Who is Charlie C. Gholston? I’ve been asking myself this since Thursday evening, when my friend Bryan Feldman alerted me to a new carving he’d discovered on Stone Mountain (I first met Bryan in October 2014). Just when we think we've seen most all of them, a new one reveals itself after a hard rain or in a certain light and is cause for excitement among the few of us who attempt to catalog the carvings. The sun had set beautifully, and we made our way in the dark to the spot at the foot of the Confederate flag terrace on the right. We both shined the flashlights from our phones onto the sizable granite slab, hidden until now by shrubbery and earth, and it looked an awful lot like a cemetery headstone. In the top left corner was etched “10 17 27 A. M.” (and maybe a small square or “R”). The next line reads “CHARLIE C. GHOLSTON" (the "S" backwards). Beneath it, “I AM THE LOST” (again a reversed "S") is carved onto a carving of Stone Mountain. What a very “meta” 90 year-old carving.
That night I started researching Charlie C. Gholston and the intriguing phrase “I AM THE LOST,” and I dare say I now know a little bit more about him and the origins of those words. If I am correct, he was an African American air driller for the Stone Mountain Granite Company at the time of this carving. There is a sad irony that his ornate carving rests in the very shadow of the Confederate flag terrace erected by the United Daughters of the Confederacy, finished and dedicated in 1964. But perhaps it's better to consider its placement subversive on his part. Though it is hard not to consider what other carvings were destroyed or covered over by the flag terrace.

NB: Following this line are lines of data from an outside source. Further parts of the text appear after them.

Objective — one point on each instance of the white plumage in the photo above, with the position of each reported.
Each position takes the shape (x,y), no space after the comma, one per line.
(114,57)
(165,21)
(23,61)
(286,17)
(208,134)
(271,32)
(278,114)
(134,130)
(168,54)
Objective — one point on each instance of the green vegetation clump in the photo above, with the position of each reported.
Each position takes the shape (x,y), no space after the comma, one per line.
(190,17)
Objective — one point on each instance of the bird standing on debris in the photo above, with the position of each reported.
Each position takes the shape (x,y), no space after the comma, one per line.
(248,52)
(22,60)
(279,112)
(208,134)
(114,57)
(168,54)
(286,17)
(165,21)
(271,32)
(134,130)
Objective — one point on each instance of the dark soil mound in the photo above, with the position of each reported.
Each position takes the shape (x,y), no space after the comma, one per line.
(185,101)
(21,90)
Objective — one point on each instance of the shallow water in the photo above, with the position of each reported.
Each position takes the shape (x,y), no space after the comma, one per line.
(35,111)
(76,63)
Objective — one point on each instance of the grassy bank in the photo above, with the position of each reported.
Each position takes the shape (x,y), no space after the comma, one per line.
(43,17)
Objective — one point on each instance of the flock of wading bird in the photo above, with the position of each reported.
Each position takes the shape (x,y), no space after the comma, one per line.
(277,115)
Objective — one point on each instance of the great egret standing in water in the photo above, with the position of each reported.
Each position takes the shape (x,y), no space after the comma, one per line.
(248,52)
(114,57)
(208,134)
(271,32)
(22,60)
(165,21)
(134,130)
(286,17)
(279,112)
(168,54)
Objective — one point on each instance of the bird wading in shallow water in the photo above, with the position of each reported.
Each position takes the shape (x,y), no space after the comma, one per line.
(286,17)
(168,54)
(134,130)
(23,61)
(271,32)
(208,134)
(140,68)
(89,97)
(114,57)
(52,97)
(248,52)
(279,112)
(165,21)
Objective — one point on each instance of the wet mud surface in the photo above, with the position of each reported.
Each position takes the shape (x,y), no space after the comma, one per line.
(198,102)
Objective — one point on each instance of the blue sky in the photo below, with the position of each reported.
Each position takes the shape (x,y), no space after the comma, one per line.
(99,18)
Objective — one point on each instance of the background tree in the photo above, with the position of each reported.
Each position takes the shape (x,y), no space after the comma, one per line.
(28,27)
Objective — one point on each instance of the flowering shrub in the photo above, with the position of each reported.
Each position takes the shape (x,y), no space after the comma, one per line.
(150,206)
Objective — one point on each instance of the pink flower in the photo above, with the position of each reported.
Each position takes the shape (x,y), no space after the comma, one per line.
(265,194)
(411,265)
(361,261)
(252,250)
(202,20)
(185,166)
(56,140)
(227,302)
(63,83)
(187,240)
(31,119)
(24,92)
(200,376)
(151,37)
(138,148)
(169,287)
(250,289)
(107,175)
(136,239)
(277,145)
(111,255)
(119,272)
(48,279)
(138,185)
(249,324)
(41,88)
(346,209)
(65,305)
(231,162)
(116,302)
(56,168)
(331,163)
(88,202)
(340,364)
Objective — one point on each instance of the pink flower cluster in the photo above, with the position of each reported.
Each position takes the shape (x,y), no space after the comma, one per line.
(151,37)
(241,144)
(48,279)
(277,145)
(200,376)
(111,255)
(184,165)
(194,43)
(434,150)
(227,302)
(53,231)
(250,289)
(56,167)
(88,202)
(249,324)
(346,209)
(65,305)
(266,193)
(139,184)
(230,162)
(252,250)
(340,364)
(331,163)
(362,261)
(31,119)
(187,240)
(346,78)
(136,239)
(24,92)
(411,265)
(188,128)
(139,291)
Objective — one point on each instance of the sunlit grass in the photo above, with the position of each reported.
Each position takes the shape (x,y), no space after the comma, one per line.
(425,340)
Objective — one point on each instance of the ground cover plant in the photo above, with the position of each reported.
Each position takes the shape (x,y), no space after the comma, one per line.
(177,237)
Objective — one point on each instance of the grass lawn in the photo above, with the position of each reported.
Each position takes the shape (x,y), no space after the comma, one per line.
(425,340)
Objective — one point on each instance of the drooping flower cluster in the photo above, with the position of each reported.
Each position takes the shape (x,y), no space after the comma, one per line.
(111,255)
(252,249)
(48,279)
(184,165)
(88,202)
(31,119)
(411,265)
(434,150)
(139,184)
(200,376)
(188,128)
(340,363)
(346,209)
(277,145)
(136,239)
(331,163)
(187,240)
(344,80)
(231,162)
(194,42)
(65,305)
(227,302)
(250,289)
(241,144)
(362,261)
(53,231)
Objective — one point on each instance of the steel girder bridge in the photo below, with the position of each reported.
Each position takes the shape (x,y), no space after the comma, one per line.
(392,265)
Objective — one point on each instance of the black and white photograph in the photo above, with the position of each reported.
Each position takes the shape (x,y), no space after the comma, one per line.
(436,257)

The other lamentable injustice, of course, is the dearth of records of African Americans up to a certain point in history. A few immediate ones do exist on Ancestry.com, though, however scant. So far as I can tell, Charlie Columbus Gholston was born on March 9, 1894 in Stone Mountain, GA to Augustus “Guss" Gholston and Lucinda Jackson, who married on March 22, 1879. Anyone else notice that I was led to his carving on his birthday?
According to the 1880 U.S. Census, Charlie’s dad Guss was born around 1858, and his profession was recorded as a farmer. In the 1900 and 1910 reports he was listed as a laborer on the railroad section (“R.R. section”) at Stone Mountain, and his wife, born Lucinda Jackson in March 1861, was listed as a laundress — she could read but he could not, according to the document. In the 1910 report, Guss is listed as 50 years old, and Charlie is listed as 16 years old and able to read. Guss and Lucinda (sometimes spelled Lousinda or Loucinda) lived with their eight children on “4th Main,” which is where the historic African American community Shermantown is located. Many of the sons were listed as quarry workers.
100 years ago, in 1917, Charlie C. Gholston registered for the WWI draft, and his occupation was listed as an air driller for the Stone Mountain Granite Company. If we assume his carving is from 1927, as the date on it suggests, then Charlie would’ve been 33 years old when he carved it. My best guess as to the meaning of “I AM THE LOST” is that it’s a Biblical reference to the parable of the lost sheep found in Luke 15:1-32. Of course, how could I not also find those words similar to the name of this website, I AM THE MOUNTAIN.
The Atlanta Constitution recorded Charlie Gholston’s death on April 7, 1938, in the “colored” obituary listings, and the historic Haugabrooks Funeral Home, established in 1929, on Auburn Avenue handled his services, but I don't yet know where he is buried.
I hope to continue researching Charlie and his family to see where this story may lead. It is certainly exciting to find three carvings by him on Stone Mountain, where he and his family no doubt labored long and hard.